Sewell chanced to open his door to go out just as Miss Vane put her hand on the bell-pull, the morning after she had dismissed Lemuel. The cheer of his Monday face died out at the unsmiling severity of hers; but he contrived to ask her in, and said he would call Mrs. Sewell, if she would sit down in the reception-room a moment.

"I don't know," she said, with a certain look of inquiry, not unmixed with compassion. "It's about Lemuel."

The minister fetched a deep sigh. "Yes, I know it. But she will have to know it sooner or later." He went to the stairway and called her name, and then returned to Miss Vane in the reception-room.

"Has Lemuel been here?" she asked.

"No."

"You said you knew it was about him--"

"It was my bad conscience, I suppose, and your face that told me."

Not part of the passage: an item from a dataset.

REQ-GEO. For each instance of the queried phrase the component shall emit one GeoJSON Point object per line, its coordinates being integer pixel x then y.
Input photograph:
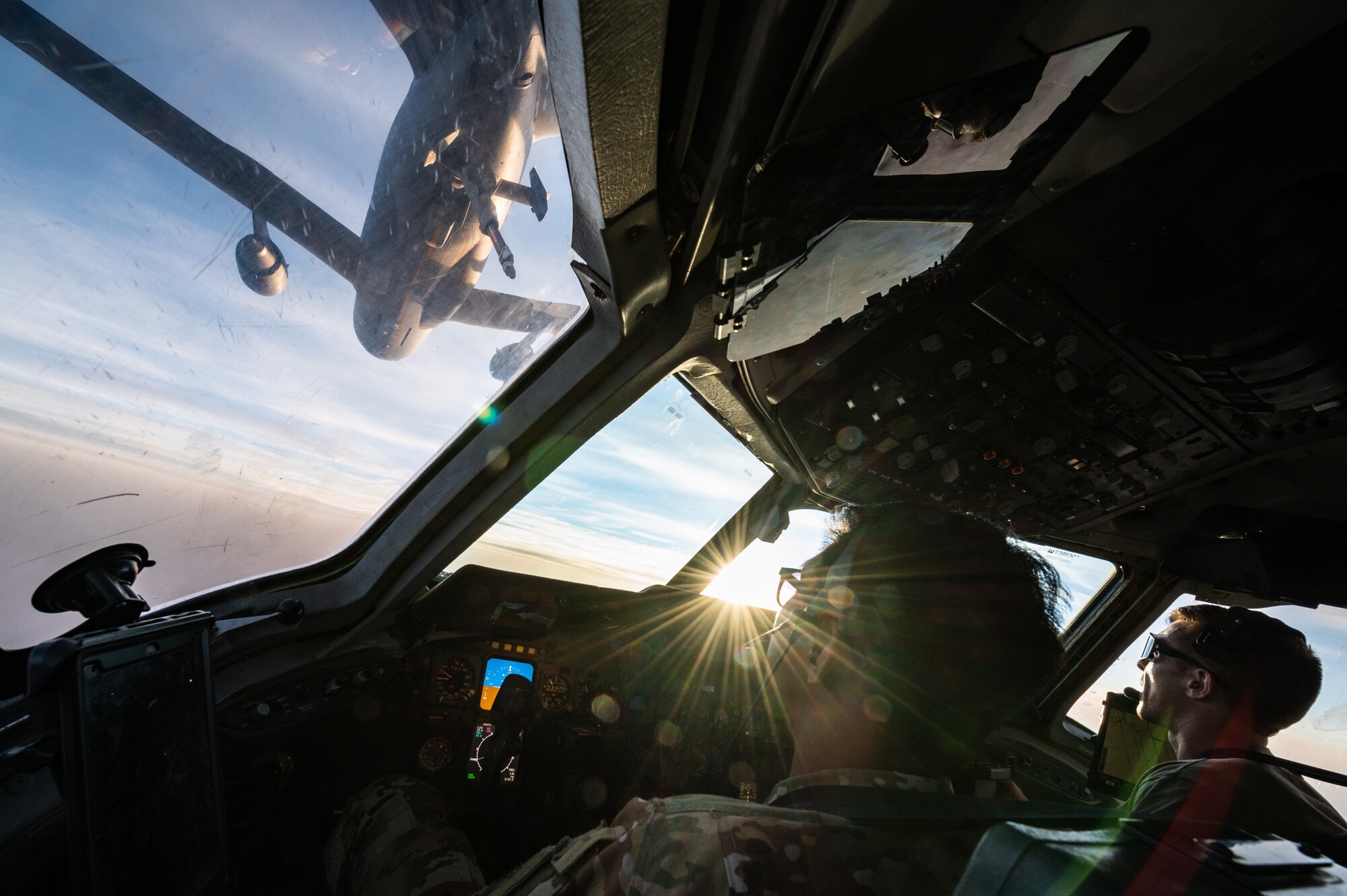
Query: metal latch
{"type": "Point", "coordinates": [1270, 856]}
{"type": "Point", "coordinates": [729, 265]}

Miss Vane waited for Mrs. Sewell's presence before she unpacked her heart. Then she left nothing in it. She ended by saying, "I have examined and cross-examined Sibyl, but it's like cross-questioning a chameleon; she changed colour with every new light she was put into." Here Miss Vane had got sorrowfully back to something more of her wonted humour, and laughed.

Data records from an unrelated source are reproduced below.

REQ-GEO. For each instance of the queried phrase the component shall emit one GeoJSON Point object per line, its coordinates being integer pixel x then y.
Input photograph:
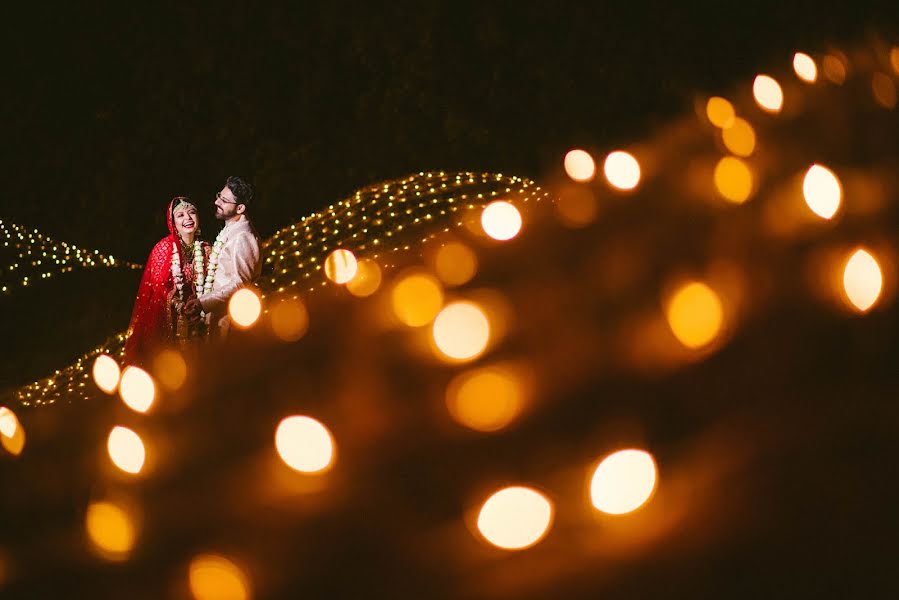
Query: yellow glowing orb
{"type": "Point", "coordinates": [304, 444]}
{"type": "Point", "coordinates": [461, 331]}
{"type": "Point", "coordinates": [767, 93]}
{"type": "Point", "coordinates": [367, 279]}
{"type": "Point", "coordinates": [822, 191]}
{"type": "Point", "coordinates": [106, 373]}
{"type": "Point", "coordinates": [805, 67]}
{"type": "Point", "coordinates": [862, 280]}
{"type": "Point", "coordinates": [623, 482]}
{"type": "Point", "coordinates": [111, 529]}
{"type": "Point", "coordinates": [340, 266]}
{"type": "Point", "coordinates": [501, 220]}
{"type": "Point", "coordinates": [579, 165]}
{"type": "Point", "coordinates": [126, 449]}
{"type": "Point", "coordinates": [733, 179]}
{"type": "Point", "coordinates": [695, 315]}
{"type": "Point", "coordinates": [417, 299]}
{"type": "Point", "coordinates": [515, 518]}
{"type": "Point", "coordinates": [622, 170]}
{"type": "Point", "coordinates": [213, 577]}
{"type": "Point", "coordinates": [137, 389]}
{"type": "Point", "coordinates": [720, 112]}
{"type": "Point", "coordinates": [244, 308]}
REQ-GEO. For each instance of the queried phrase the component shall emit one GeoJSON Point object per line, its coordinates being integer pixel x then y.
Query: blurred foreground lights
{"type": "Point", "coordinates": [244, 308]}
{"type": "Point", "coordinates": [622, 170]}
{"type": "Point", "coordinates": [304, 444]}
{"type": "Point", "coordinates": [822, 191]}
{"type": "Point", "coordinates": [695, 315]}
{"type": "Point", "coordinates": [461, 331]}
{"type": "Point", "coordinates": [862, 280]}
{"type": "Point", "coordinates": [137, 389]}
{"type": "Point", "coordinates": [110, 529]}
{"type": "Point", "coordinates": [515, 518]}
{"type": "Point", "coordinates": [623, 482]}
{"type": "Point", "coordinates": [106, 373]}
{"type": "Point", "coordinates": [579, 165]}
{"type": "Point", "coordinates": [126, 450]}
{"type": "Point", "coordinates": [501, 220]}
{"type": "Point", "coordinates": [804, 67]}
{"type": "Point", "coordinates": [767, 94]}
{"type": "Point", "coordinates": [213, 577]}
{"type": "Point", "coordinates": [340, 266]}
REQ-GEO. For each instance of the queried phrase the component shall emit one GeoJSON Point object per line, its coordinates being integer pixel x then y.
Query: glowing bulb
{"type": "Point", "coordinates": [622, 170]}
{"type": "Point", "coordinates": [244, 307]}
{"type": "Point", "coordinates": [822, 191]}
{"type": "Point", "coordinates": [106, 373]}
{"type": "Point", "coordinates": [862, 280]}
{"type": "Point", "coordinates": [579, 165]}
{"type": "Point", "coordinates": [515, 518]}
{"type": "Point", "coordinates": [623, 482]}
{"type": "Point", "coordinates": [304, 444]}
{"type": "Point", "coordinates": [767, 94]}
{"type": "Point", "coordinates": [126, 449]}
{"type": "Point", "coordinates": [501, 220]}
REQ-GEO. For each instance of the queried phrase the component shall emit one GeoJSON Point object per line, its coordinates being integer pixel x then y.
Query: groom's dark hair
{"type": "Point", "coordinates": [243, 191]}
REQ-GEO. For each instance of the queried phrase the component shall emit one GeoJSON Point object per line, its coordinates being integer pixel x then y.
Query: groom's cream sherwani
{"type": "Point", "coordinates": [238, 265]}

"Poor Sibyl!" said Mrs. Sewell.

"Poor?" retorted Miss Vane. "Not at all! I could get nothing out of either of them; but I feel perfectly sure that Lemuel was not to blame."

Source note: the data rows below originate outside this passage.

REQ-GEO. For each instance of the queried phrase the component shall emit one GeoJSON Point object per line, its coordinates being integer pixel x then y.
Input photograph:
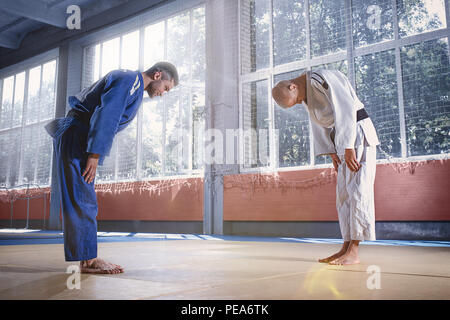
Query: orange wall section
{"type": "Point", "coordinates": [399, 195]}
{"type": "Point", "coordinates": [176, 203]}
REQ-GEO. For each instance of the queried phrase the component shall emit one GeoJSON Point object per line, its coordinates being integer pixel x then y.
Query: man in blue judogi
{"type": "Point", "coordinates": [81, 142]}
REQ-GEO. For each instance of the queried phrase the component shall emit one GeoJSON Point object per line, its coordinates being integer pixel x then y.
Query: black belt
{"type": "Point", "coordinates": [361, 114]}
{"type": "Point", "coordinates": [83, 117]}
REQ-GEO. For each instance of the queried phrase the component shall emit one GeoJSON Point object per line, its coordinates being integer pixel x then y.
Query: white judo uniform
{"type": "Point", "coordinates": [333, 107]}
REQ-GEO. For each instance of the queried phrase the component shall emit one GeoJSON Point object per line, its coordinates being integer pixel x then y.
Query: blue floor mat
{"type": "Point", "coordinates": [27, 237]}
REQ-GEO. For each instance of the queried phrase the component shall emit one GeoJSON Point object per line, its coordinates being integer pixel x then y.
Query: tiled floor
{"type": "Point", "coordinates": [204, 267]}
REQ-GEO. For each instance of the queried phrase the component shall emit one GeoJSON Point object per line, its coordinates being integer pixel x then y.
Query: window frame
{"type": "Point", "coordinates": [349, 55]}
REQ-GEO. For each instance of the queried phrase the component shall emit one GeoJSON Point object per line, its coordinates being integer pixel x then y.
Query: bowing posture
{"type": "Point", "coordinates": [342, 129]}
{"type": "Point", "coordinates": [81, 142]}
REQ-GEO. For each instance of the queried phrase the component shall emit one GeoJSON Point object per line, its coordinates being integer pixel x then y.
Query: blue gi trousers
{"type": "Point", "coordinates": [79, 202]}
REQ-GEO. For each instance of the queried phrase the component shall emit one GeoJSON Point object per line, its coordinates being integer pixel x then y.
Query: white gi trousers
{"type": "Point", "coordinates": [355, 193]}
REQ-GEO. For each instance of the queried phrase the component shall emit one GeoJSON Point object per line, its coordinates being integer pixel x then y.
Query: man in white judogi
{"type": "Point", "coordinates": [342, 129]}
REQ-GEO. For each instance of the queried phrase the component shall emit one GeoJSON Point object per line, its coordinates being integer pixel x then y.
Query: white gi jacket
{"type": "Point", "coordinates": [332, 105]}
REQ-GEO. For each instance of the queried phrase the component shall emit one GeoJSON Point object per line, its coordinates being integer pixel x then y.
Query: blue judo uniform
{"type": "Point", "coordinates": [97, 114]}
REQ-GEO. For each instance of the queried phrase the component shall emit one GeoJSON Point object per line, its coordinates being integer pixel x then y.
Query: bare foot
{"type": "Point", "coordinates": [350, 257]}
{"type": "Point", "coordinates": [97, 265]}
{"type": "Point", "coordinates": [336, 255]}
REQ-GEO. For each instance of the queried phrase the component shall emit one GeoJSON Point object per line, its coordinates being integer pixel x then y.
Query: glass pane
{"type": "Point", "coordinates": [44, 161]}
{"type": "Point", "coordinates": [341, 66]}
{"type": "Point", "coordinates": [126, 144]}
{"type": "Point", "coordinates": [96, 63]}
{"type": "Point", "coordinates": [293, 126]}
{"type": "Point", "coordinates": [372, 22]}
{"type": "Point", "coordinates": [29, 154]}
{"type": "Point", "coordinates": [4, 157]}
{"type": "Point", "coordinates": [18, 99]}
{"type": "Point", "coordinates": [289, 32]}
{"type": "Point", "coordinates": [14, 155]}
{"type": "Point", "coordinates": [130, 51]}
{"type": "Point", "coordinates": [48, 91]}
{"type": "Point", "coordinates": [417, 16]}
{"type": "Point", "coordinates": [327, 23]}
{"type": "Point", "coordinates": [376, 87]}
{"type": "Point", "coordinates": [198, 126]}
{"type": "Point", "coordinates": [256, 124]}
{"type": "Point", "coordinates": [34, 84]}
{"type": "Point", "coordinates": [152, 137]}
{"type": "Point", "coordinates": [426, 91]}
{"type": "Point", "coordinates": [198, 46]}
{"type": "Point", "coordinates": [174, 133]}
{"type": "Point", "coordinates": [153, 44]}
{"type": "Point", "coordinates": [7, 99]}
{"type": "Point", "coordinates": [255, 24]}
{"type": "Point", "coordinates": [178, 44]}
{"type": "Point", "coordinates": [110, 56]}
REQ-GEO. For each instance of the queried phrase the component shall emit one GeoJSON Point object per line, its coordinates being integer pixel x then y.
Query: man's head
{"type": "Point", "coordinates": [285, 93]}
{"type": "Point", "coordinates": [163, 77]}
{"type": "Point", "coordinates": [288, 93]}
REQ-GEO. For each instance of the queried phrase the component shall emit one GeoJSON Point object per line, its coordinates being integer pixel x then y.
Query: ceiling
{"type": "Point", "coordinates": [20, 17]}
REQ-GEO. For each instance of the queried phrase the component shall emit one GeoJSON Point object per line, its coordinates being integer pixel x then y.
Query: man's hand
{"type": "Point", "coordinates": [350, 160]}
{"type": "Point", "coordinates": [336, 160]}
{"type": "Point", "coordinates": [91, 167]}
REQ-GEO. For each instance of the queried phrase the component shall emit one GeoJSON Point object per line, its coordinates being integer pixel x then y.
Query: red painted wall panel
{"type": "Point", "coordinates": [399, 195]}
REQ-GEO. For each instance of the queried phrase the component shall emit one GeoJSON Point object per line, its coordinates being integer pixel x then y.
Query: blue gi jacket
{"type": "Point", "coordinates": [111, 104]}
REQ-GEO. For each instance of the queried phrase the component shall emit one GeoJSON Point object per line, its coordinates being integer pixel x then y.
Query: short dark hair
{"type": "Point", "coordinates": [169, 71]}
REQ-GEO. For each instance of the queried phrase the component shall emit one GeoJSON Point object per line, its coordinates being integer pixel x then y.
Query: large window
{"type": "Point", "coordinates": [164, 138]}
{"type": "Point", "coordinates": [27, 104]}
{"type": "Point", "coordinates": [395, 53]}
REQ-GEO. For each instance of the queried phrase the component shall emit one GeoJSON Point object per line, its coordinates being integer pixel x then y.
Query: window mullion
{"type": "Point", "coordinates": [24, 107]}
{"type": "Point", "coordinates": [398, 72]}
{"type": "Point", "coordinates": [191, 141]}
{"type": "Point", "coordinates": [273, 159]}
{"type": "Point", "coordinates": [312, 158]}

"It's very possible," suggested Mrs. Sewell, "that he did say something in his awkward way that she misconstrued into impertinence."

Miss Vane did not seem to believe this. "If Lemuel had given me the slightest satisfaction," she began in self-exculpation. "But no," she broke off. "It had to be!" She rose. "I thought I had better come and tell you at once, Mr. Sewell. I suppose you will want to look him up, and do something more for him. I wish if you find him you would make him take this note." She gave the minister a ten- dollar bill. "I tried to do so, but he would not have it. I don't know what I shall do without him! He is the best and most faithful creature in the world. Even in this little time I had got to relying implicitly upon his sense, his judgment, his goodness, his--Well! good morning!"

She ran out of the door, and left Sewell confronted with his wife.

He did not know whether she had left him to hope or to despair, and he waited for his wife to interpret his emotion, but Mrs. Sewell tacitly refused to do this. After a dreary interval he plucked a random cheerfulness out of space, and said: "Well, if Miss Vane feels in that way about it, I don't see why the whole affair can't be arranged and Barker reinstated."

"David," returned his wife, not vehemently at all, "when you come out with those mannish ideas I don't know what to do."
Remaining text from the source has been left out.